『裏窓』
1954年アメリカ
監督:アルフレッド・ヒッチコック
脚本:ジョン・マイルス・ヘイズ
主演:ジェームズ・ステュアート
グレース・ケリー
あらすじ
足を骨折して部屋から動けないカメラマン:ジェフ(ジェームズ・ステュアート)は、自分のアパートの部屋から見える中庭と向かいのアパートの住民たちの暮らしぶりを眺めることが楽しみだった。しかしある時、セールスマン(レイモンド・バー)の夫と激しく口論していた妻の姿が見えなくなっていることに気が付く。セールスマンの様子をうかがううちに、ジェフは夫が妻を殺害したのではないかと疑うようになり、恋人のリザ(グレース・ケリー)と看護人ステラ(セルマ・リッター)、友人で刑事のトーマス(ウェンデル・コーリイ)を巻き込み調査を始める・・・。
ウィリアム・アイリッシュの同名小説を原作とするクローズド・キャプション・サスペンス。
『裏窓』から覗くさまざまな人間模様
サスペンス具合では同じくヒッチコック監督の『サイコ』ほどではないが、スリリングな演出やスキのないカット割りはさすが巨匠・ヒッチコックの傑作である。

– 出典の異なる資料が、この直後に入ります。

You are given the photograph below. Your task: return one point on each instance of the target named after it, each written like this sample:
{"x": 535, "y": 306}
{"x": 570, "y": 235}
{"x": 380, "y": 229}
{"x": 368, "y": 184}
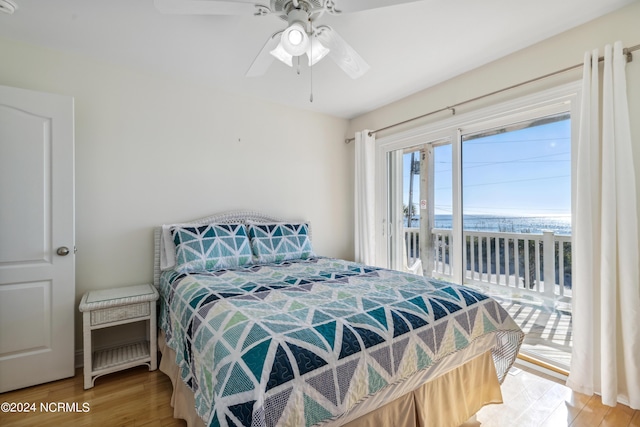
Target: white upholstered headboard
{"x": 233, "y": 217}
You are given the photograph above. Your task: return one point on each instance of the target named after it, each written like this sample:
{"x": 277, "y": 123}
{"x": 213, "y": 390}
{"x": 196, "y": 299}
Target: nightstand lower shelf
{"x": 131, "y": 354}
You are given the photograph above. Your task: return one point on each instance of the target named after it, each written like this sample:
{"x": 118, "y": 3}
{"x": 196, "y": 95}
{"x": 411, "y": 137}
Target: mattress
{"x": 321, "y": 341}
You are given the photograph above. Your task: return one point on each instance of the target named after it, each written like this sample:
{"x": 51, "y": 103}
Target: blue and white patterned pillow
{"x": 277, "y": 242}
{"x": 211, "y": 247}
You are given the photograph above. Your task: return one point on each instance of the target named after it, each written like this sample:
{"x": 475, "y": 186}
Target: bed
{"x": 257, "y": 330}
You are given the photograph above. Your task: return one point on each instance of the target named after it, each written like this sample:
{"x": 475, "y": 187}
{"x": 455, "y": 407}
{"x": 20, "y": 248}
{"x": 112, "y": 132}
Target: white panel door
{"x": 37, "y": 261}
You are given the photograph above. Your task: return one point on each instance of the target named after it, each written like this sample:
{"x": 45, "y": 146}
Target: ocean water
{"x": 508, "y": 224}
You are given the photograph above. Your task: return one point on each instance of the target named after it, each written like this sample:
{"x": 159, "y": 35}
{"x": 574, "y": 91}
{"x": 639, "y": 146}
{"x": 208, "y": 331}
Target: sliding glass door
{"x": 485, "y": 201}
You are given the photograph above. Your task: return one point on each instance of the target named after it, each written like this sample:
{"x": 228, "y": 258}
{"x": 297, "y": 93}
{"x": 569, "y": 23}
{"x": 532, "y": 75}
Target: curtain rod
{"x": 626, "y": 51}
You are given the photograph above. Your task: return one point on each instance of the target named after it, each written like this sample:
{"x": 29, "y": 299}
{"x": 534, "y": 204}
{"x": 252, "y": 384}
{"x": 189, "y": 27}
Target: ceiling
{"x": 409, "y": 47}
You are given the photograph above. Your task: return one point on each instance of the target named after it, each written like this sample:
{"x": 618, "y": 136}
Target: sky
{"x": 523, "y": 172}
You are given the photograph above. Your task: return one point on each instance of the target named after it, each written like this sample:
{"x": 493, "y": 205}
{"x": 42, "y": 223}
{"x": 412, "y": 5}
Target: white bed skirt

原作のアイデアが良かったのだと思うが、アパートのいくつもの階層に住む人々の生活・人生のワンカットを折り重なるように描き、ひとつの部屋から身動きできない主人公にもかかわらず、奥行きのある世界観を感じさせる。その主人公の部屋から見える狭い世界が舞台のすべてなのであるが、とはいえ、どこかちょうどいい場所を見つけてきたわけではなく、すべてセットで作ったという。作ったといわれると、「こんな大がかりなものを!」と驚くサイズ感とリアリティ・作りこみである。
クローズド・キャプションにありがちな脚本の饒舌さは時代的にもしょうがないところではあるが、それが故に映画のみならずテレビでもリメイクされ、舞台化もされるのであるから、構成がしっかりしていることの証左でもある。

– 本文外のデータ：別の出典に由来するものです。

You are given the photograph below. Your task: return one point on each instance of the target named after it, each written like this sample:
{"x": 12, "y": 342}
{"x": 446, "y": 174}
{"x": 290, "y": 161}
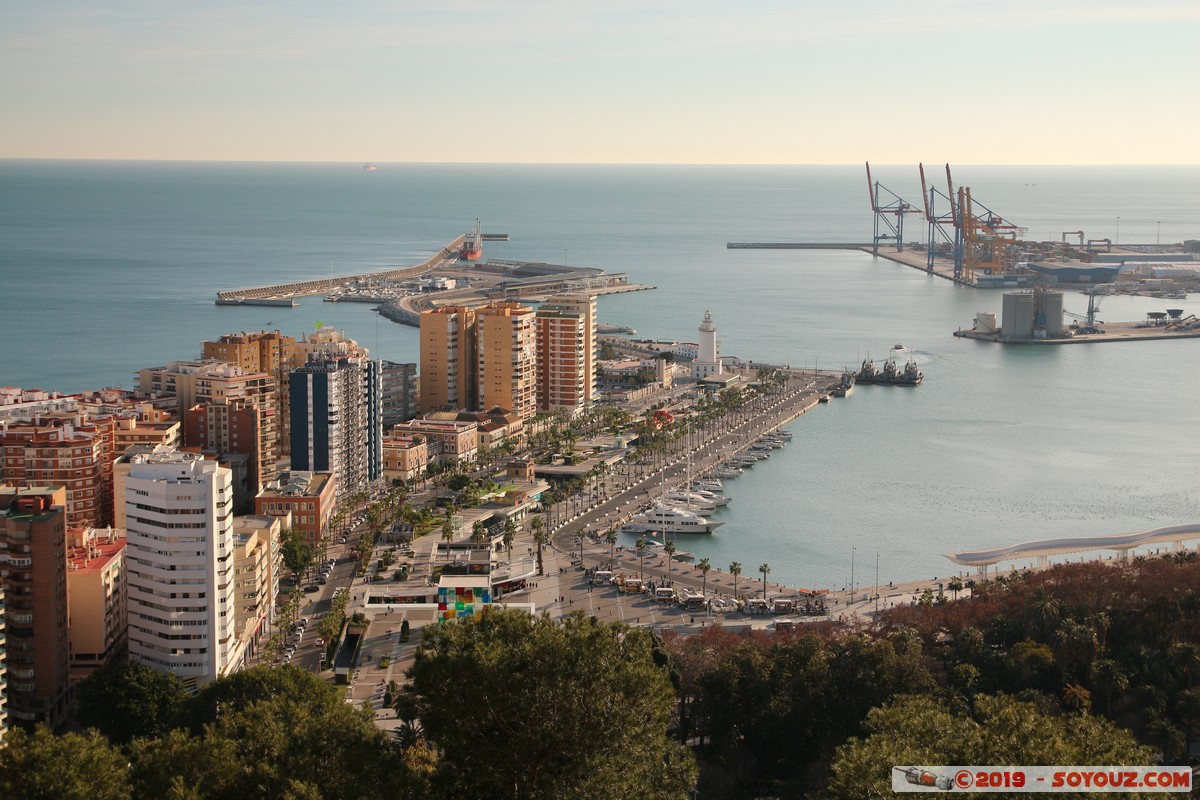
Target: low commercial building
{"x": 307, "y": 497}
{"x": 405, "y": 457}
{"x": 456, "y": 441}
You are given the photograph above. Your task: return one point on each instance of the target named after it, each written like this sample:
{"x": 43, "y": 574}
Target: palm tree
{"x": 1109, "y": 677}
{"x": 611, "y": 537}
{"x": 510, "y": 533}
{"x": 539, "y": 539}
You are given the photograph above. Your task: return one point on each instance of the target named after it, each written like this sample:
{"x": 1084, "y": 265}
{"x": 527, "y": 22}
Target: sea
{"x": 107, "y": 268}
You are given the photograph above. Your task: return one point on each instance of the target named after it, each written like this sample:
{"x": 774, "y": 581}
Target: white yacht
{"x": 667, "y": 519}
{"x": 690, "y": 500}
{"x": 713, "y": 497}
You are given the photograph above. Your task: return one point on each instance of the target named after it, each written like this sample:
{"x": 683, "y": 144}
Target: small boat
{"x": 867, "y": 373}
{"x": 911, "y": 374}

さて裏窓、いわゆる表玄関とは反対に位置する、中庭や建物の背面にむかって設置された窓のことであるが、この裏窓、みんな開けっ放しなのである。物語的にはそうじゃなければ成り立たないのだけれど、開けっ放しなのにはわけがある。21世紀の現代なら各部屋にはエアコンが設置され、裏窓は締め切られ、室外機が唸り声を上げているだろう。しかし物語の時代設定は1950年代、真夏のニューヨーク。みんな窓を一日中開け放っているのが普通の光景だったのである。
この映画の華やかな見所の一つはグレース・ケリー。『裏窓』公開の翌年の55年に映画『喝采』でアカデミー賞女優賞を受賞、さらに56年にはモナコ公国レーニエ大公と結婚、27歳の若さで芸能界を引退した美女である。『裏窓』では美しさ真っ盛りのグレース・ケリーにキュートさが加わり溜息もの。

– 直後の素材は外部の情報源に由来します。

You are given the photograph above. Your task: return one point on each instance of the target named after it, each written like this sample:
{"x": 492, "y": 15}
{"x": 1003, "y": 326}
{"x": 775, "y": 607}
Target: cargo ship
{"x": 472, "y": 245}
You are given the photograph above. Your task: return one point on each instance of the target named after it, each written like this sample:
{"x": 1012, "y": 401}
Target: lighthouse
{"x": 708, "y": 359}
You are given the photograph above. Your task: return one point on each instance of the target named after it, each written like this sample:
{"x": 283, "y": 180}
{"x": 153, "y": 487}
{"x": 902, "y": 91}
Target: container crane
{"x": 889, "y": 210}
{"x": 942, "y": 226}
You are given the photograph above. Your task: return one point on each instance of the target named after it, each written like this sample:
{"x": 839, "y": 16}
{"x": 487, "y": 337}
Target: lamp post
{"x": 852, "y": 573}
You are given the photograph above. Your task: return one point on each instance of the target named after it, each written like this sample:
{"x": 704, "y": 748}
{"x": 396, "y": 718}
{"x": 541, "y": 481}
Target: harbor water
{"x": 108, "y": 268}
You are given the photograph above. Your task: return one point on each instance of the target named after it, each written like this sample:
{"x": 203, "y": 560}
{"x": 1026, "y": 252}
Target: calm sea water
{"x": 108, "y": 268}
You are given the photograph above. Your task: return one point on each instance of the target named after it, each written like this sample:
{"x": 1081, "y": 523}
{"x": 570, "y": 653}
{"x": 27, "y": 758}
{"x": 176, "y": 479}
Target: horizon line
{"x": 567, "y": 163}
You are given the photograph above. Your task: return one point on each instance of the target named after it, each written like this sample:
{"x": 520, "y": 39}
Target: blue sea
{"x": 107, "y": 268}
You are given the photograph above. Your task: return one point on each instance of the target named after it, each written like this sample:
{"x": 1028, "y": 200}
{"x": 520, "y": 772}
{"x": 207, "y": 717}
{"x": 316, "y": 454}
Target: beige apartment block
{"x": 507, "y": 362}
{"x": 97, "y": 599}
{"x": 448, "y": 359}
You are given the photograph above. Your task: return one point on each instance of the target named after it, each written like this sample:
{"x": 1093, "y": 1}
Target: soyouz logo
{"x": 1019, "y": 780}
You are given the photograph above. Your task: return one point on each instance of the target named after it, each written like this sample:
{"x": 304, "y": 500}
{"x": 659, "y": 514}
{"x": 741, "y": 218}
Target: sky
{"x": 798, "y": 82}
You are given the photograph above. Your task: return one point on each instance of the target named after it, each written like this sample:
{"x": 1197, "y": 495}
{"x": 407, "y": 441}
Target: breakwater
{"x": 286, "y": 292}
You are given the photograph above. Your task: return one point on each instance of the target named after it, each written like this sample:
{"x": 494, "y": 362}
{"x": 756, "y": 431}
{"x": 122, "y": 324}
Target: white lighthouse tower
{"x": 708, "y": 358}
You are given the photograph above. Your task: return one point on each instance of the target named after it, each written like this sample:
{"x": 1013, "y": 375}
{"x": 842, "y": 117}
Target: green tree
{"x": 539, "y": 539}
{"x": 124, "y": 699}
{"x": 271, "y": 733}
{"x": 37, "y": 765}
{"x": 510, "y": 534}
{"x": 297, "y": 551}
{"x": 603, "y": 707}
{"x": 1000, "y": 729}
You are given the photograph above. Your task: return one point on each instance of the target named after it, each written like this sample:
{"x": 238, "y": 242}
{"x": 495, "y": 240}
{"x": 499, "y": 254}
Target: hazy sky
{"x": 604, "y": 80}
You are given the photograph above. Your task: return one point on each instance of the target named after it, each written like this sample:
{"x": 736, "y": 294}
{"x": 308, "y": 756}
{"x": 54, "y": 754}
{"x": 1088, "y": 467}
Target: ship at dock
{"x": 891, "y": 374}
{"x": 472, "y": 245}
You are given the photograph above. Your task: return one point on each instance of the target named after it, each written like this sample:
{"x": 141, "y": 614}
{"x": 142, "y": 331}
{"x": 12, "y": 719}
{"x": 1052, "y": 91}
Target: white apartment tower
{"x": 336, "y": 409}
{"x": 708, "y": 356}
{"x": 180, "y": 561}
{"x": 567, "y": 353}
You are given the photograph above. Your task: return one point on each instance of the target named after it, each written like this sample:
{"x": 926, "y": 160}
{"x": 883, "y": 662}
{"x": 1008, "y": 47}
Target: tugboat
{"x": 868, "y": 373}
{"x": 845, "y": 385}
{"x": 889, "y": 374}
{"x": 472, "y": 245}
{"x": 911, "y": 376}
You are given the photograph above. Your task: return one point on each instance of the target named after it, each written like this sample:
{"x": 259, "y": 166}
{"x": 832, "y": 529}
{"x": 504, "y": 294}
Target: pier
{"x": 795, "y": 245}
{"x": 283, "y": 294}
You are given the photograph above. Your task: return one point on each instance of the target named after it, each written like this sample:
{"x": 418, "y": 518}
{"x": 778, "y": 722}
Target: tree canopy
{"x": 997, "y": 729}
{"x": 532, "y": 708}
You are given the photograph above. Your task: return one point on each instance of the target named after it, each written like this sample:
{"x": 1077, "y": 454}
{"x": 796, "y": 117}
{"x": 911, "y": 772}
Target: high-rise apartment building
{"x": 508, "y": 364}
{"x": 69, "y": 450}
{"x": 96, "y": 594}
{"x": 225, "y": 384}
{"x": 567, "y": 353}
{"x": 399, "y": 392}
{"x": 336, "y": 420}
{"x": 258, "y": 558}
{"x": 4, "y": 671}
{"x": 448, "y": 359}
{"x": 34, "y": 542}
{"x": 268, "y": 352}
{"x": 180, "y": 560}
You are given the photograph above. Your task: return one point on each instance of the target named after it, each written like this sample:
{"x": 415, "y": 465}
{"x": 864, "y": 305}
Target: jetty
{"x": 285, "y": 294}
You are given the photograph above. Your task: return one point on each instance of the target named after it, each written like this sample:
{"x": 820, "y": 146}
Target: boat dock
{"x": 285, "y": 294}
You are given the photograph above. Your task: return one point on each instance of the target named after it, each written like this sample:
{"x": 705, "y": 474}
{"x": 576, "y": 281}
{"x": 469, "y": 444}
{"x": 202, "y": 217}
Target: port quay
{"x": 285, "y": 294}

『裏窓』ではいくつもの人間模様が描かれる。売れない作曲家、男を手玉に取る女、失恋に苦しむオールド・ミス、そして今回の事件の中心人物のセールスマン・・・。もちろん主人公ジェフの人生もだ。ジェフは恋人リザの猛烈なアタックをのらりくらりとかわす、まだ冒険に焦がれて身を固めたくない男だ。それが事件が進むうちに、次第に自分の中のリザの重要性に気が付いていく。サスペンスの中に、ヒッチコックが用意した周到なロマンスが、この映画の小気味よいアクセントになっている。
世の中には地味だけど傑作という作品は山とある。その中でもこの『裏窓』は映画ファンなら知っておきたい・観ておきたい傑作のうちの一本だ。AFI(アメリカン・フィルム・インスティテュート。アメリカ合衆国において「映画芸術の遺産を保護し前進させること」を目的とした機関。)選出の「アメリカ映画ベスト100」(1998年)で42位はなかなか通を刺激する順位ではないか。(ちなみに1位『市民ケーン』2位『カサブランカ』3位『ゴッドファーザー』)さあ、あなたも『裏窓』を観て映画通ぶろう!